4. Mad Men = I wrote the post on Friday having watched 8 of the 13 episodes. The last five presented a whirlwind of new things, and hooked me into this show so hard I’m sad I went through it all so fast. Jon Hamm absolutely deserved his Golden Globe, and look, while I bashed the ensemble a bit on Friday, the Peggy-Pete storyline got some big Season 2 legs.
5. Heroes = Yeah, I agree, Season 1 was so much better than season two it’s rather embarrassing. But the first season also set a precedent that’s pretty damn hard to match. This show is billed too much as a sci-fi in my opinion, while there’s much of that, it’s really a show about love. So why aren’t more women watching?
6. Pushing Daisies = I have a habit of approaching television by the writing first, and Pushing Daisies has some great writing. It has a voice of its own, a unique story and plotlines that are often hilarious. i think there is a lot to be desired in the acting of the show, but it’s too smart not to watch.
7. Californication = I cannot believe this overtook Weeds as my top Showtime show, but it seemed with every week, Hank Moody brought me in a little more. At first, I didn’t like his character at all — the constant self-loathing wore on me hard. But the show is such an intense character study that it might be the most honest show on television, as vile as that sometimes implies.
8. Weeds = Once upon a time, this was probably #3 on the list. The first two seasons were fantastic. It’s such a good idea for a TV show, but what started as ridiculous is just getting more and more silly. A mother-drug dealer has enough inherent problems that I don’t really think we need to worry about throwing in natural disasters, do we?
9. Flight of the Conchords = Maybe this should be higher, maybe it should be lower. After a good episode, I feel like it’s as smart as anything on TV. After a bad, I think it couldn’t be trying any harder. So that leaves it here, with brilliance too often not to watch, and silliness too often to get too excited about it.

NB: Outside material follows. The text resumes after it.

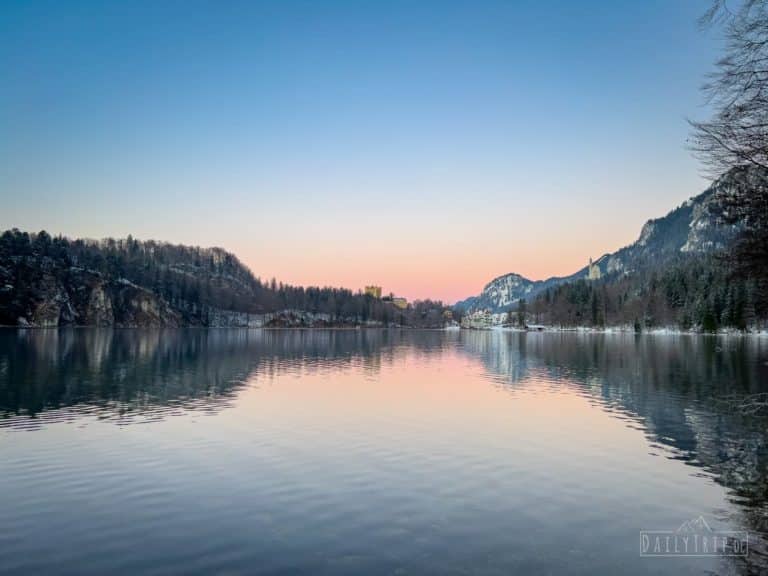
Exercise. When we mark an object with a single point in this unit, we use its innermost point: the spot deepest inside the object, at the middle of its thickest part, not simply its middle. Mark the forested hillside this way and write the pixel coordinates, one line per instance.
(52, 281)
(691, 293)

10. Tell Me You Love Me = I think I might be done with this, but I’ll give it a couple episodes in the next season to make one last push. The reason I say I would finish is because I watched an entire season only caring about one of 4 or so different plot lines. That’s really no way to watch a show, even if the one plot line was pretty good.
11. Entourage = Here’s one I’m almost sure I’m done with. I remember watching the first season of Entourage and falling in love — I felt like I had freaking discovered Jeremy Piven. But now, as they feed Piven too many lines, focus way too much on the sexual lives of Turtle and Drama and get further and further from the look inside Hollywood that the show was designed for, I’m checking out … soon.